#
All entries for Wednesday 03 August 2005

## August 03, 2005

### Back to Work

Things to do:

(1) Mark suggests that there are 3 components in the model of missing data: model of Y given X, model of X and model of R (the missing variable). For example, TLR assume that Y is linear in X but does not assume the distribution of X and the parametric model for R. So TLR is parametric in Y given X but not in X and R. Sample Selection model of Newey et al. seems not to restrict the model of Y given X but assume some thing about the model of R.

So we have to read and to clarify about this point.

(2) Emprircal Works: need to read the paper of Skinnner and do the IPW estimation with the data set.

Also, after doing IPW, think about the criteria of comparing different estimators. For building the wage distribution, we dont have to estimate the fitted values??

(3) one of the problems discussed was that TLR needs as less X as possible because we would like to be non-parametric about the disribution of X.

(4) Mark would like us to do (i) descriptive stats on all variables, (ii) complete case analysis (probably both unweighted and weighted using basic weight (i.e. non-income one)), (iii) IPW estimation (wtd & unwtd) with the following variables as our X's:

Years of education (= age left full-time education – 5)

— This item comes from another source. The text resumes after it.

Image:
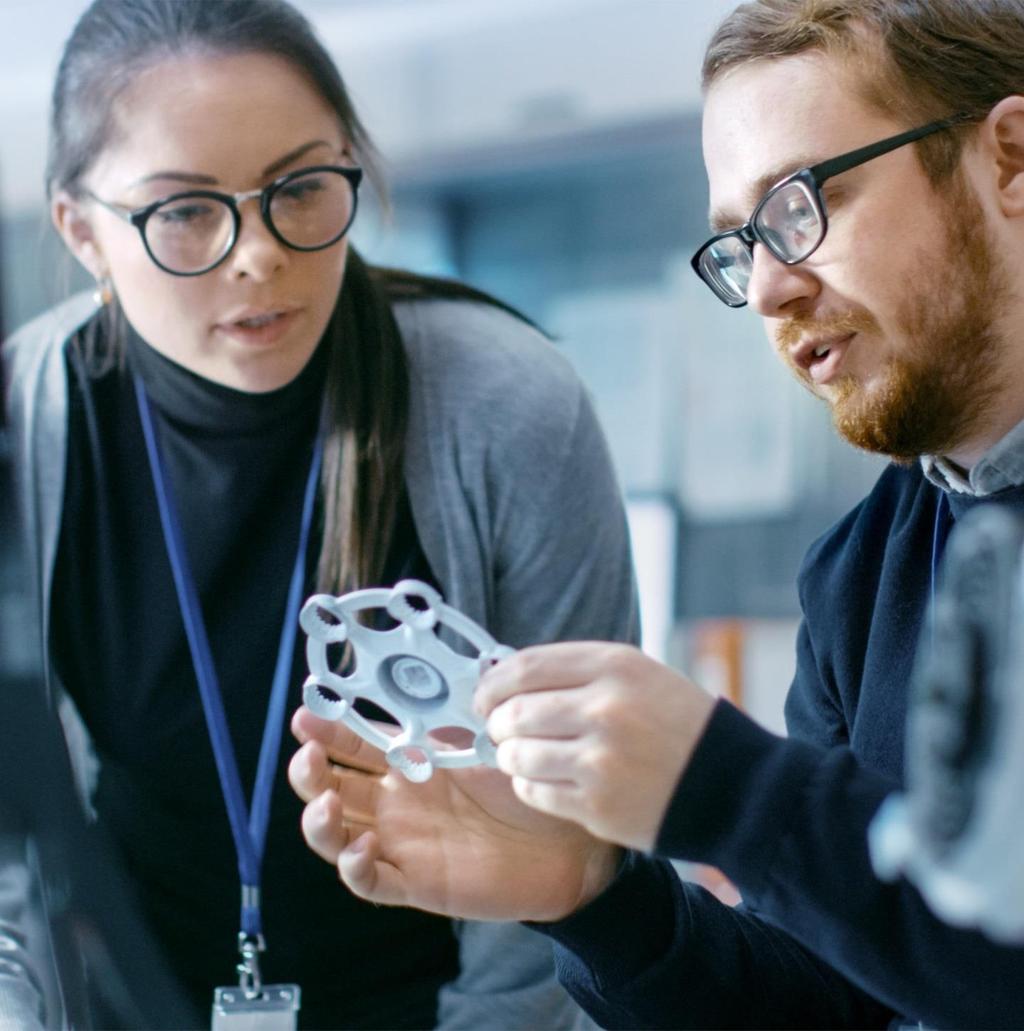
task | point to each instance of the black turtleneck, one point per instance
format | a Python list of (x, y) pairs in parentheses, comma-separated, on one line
[(238, 464)]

Experience (potential) (= Current age – age left full-time education)

Experience squared

[These 3 variables are the core of the "Mincerian earnings equation" that economists generally start with]

Female (dummy)

Married (dummy)

Part-time (dummy)

Size of workplace (dummy for 25+)

London & South-East (combined dummy)

[These 5 variables are all commonly used ones and give a good mixture of characteristics of the individual and characteristics of the job]

(5) an issue with IPW is that whether X and Z have to be different

(6) Empirical Work: should we include age < 22 in our sample

as Skinner does?